Slow Burners: These are the people who will be buying or selling in the near future, but they’re not quite ready. These are the people who are 1-3 months away from buying or listing. With these people, as well as the hot prospects in Group 1, who I’ll get to in a minute, I pre-arrange my follow up. Don’t leave one call or appointment without setting a time for the next one. If you’re at their home to go over comps, set the next meeting while you’re there to check on the pre-listing updates they’re working on. The same goes if you’re working with a buyer. The more you take care of them through the preliminary stages, the more likely they are to choose you as their agent when they’re ready to buy or sell. Most importantly, have a plan for that next contact. Don’t just call – call with a plan to move them to the next step, be their resource, and set the next time to touch base while you’re at it.

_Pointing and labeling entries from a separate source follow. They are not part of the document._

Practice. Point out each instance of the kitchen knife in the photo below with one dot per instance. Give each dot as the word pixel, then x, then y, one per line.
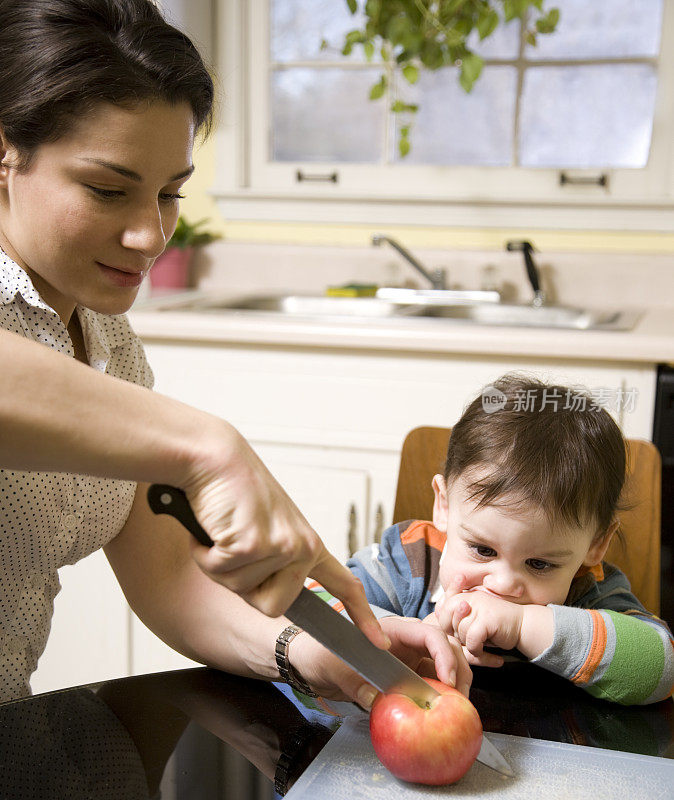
pixel 379 667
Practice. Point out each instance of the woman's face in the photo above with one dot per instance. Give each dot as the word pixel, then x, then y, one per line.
pixel 95 208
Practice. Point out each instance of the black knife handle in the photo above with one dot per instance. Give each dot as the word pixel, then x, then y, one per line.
pixel 164 499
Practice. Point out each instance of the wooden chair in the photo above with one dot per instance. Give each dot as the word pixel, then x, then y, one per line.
pixel 423 456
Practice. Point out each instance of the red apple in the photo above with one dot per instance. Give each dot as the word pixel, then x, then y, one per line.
pixel 433 744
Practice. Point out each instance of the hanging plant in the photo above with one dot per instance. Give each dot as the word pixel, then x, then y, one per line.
pixel 412 35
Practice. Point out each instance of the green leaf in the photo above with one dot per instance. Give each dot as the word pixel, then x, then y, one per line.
pixel 404 146
pixel 411 73
pixel 548 23
pixel 509 10
pixel 487 24
pixel 378 89
pixel 400 106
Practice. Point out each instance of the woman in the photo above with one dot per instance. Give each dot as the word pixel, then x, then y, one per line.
pixel 100 101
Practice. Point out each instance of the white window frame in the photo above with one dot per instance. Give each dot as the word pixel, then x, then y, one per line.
pixel 250 187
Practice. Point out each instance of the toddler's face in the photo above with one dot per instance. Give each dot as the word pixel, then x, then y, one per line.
pixel 510 551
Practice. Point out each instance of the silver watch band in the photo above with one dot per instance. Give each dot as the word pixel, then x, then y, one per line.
pixel 286 671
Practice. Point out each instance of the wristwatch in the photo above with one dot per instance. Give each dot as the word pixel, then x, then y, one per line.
pixel 286 671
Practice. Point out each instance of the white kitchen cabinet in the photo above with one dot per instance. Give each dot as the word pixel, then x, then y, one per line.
pixel 329 424
pixel 89 639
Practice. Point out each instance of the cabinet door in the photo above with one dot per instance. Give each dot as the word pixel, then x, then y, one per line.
pixel 335 500
pixel 89 634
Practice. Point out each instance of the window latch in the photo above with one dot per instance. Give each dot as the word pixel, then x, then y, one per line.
pixel 329 177
pixel 583 180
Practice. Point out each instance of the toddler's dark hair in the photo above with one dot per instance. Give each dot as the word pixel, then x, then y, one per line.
pixel 544 445
pixel 62 57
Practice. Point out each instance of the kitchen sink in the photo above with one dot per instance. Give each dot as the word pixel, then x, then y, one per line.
pixel 536 316
pixel 316 306
pixel 458 307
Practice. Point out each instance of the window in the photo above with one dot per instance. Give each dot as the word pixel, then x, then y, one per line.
pixel 582 120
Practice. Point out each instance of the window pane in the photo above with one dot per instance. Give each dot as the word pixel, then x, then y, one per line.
pixel 504 42
pixel 298 26
pixel 602 28
pixel 453 127
pixel 326 115
pixel 589 116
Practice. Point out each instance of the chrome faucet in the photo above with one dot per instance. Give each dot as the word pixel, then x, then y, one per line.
pixel 437 278
pixel 532 273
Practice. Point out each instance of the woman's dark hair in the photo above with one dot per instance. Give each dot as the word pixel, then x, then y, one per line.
pixel 59 58
pixel 546 445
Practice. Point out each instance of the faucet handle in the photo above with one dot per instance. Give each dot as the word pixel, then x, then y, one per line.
pixel 439 278
pixel 532 272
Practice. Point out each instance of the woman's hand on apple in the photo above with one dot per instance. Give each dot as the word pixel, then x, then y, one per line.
pixel 424 648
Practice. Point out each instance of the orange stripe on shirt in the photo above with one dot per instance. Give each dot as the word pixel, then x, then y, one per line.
pixel 424 530
pixel 597 649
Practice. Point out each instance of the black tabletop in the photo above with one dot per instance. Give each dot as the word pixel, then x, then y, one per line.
pixel 204 734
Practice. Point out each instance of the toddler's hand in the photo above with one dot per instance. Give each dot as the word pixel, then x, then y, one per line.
pixel 478 618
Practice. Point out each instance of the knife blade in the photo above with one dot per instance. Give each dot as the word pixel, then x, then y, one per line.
pixel 335 632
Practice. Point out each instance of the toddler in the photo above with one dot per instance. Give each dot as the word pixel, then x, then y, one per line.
pixel 513 559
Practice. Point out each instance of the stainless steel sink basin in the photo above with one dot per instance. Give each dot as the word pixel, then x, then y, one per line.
pixel 536 317
pixel 316 306
pixel 461 310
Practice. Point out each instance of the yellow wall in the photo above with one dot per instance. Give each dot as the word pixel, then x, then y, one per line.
pixel 199 204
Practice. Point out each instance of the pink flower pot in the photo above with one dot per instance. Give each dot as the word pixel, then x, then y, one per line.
pixel 171 270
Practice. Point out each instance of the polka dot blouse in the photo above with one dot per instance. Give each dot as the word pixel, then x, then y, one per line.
pixel 49 519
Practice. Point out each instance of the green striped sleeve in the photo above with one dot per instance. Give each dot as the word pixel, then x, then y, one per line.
pixel 638 664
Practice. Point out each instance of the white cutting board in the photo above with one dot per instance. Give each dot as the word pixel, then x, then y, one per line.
pixel 348 768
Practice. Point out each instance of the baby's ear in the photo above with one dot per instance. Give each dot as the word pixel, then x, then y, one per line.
pixel 595 555
pixel 440 503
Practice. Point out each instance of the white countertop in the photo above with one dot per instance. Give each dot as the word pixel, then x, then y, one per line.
pixel 650 341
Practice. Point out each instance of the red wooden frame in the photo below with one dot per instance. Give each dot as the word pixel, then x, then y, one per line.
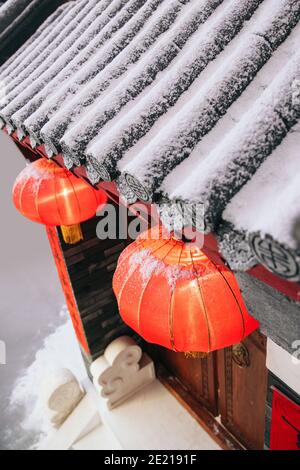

Hottie Pattaties: These are the hot leads. They’re the pre-approved buyers and the motivated sellers who are ready to list. Follow up with these folks as often as you can. Call the buyer about that house that just came on the market, set up a time to see it, and get your buyer agency agreement signed. Update the seller on the home that sold down the street, update the comps, and get the listing.
Birds in the Hand: Guess what, you’re not done. These are your current clients. It’s easy to take the listing, get the MLS listing in, and post the house on Realtor.com, but you have to stay in touch with your sellers throughout the process. We don’t get many complaints from sellers in our office, but the most common one we get is that a seller hasn’t heard from their agent. What works best for me is a weekly call to check in, let them know about anything that came on the market or sold in their area, etc. Once a month I send them my internet report, showing them how many views we’ve had on Trulia, Realtor.com, etc.
Oldies But Goodies: Don’t forget your past clients. These are the folks who are most likely to send business your way, so keep in contact with them. Did they have plans to update the kitchen? Check in to see how the remodel turned out. Tax bills just came out? Call them to see if they need comps to protest their property taxes.
In case you didn’t notice, I don’t ever contact a prospect or a past client just to contact them. My goal with each and every touch along the way is to reach out to them with something that they will value. If you give them a reason to “Thanks!” every time they connect with you, they have every reason to do business with you.
Keep your contacts close. You’ll keep your sales pipeline full, and you’ll close more business.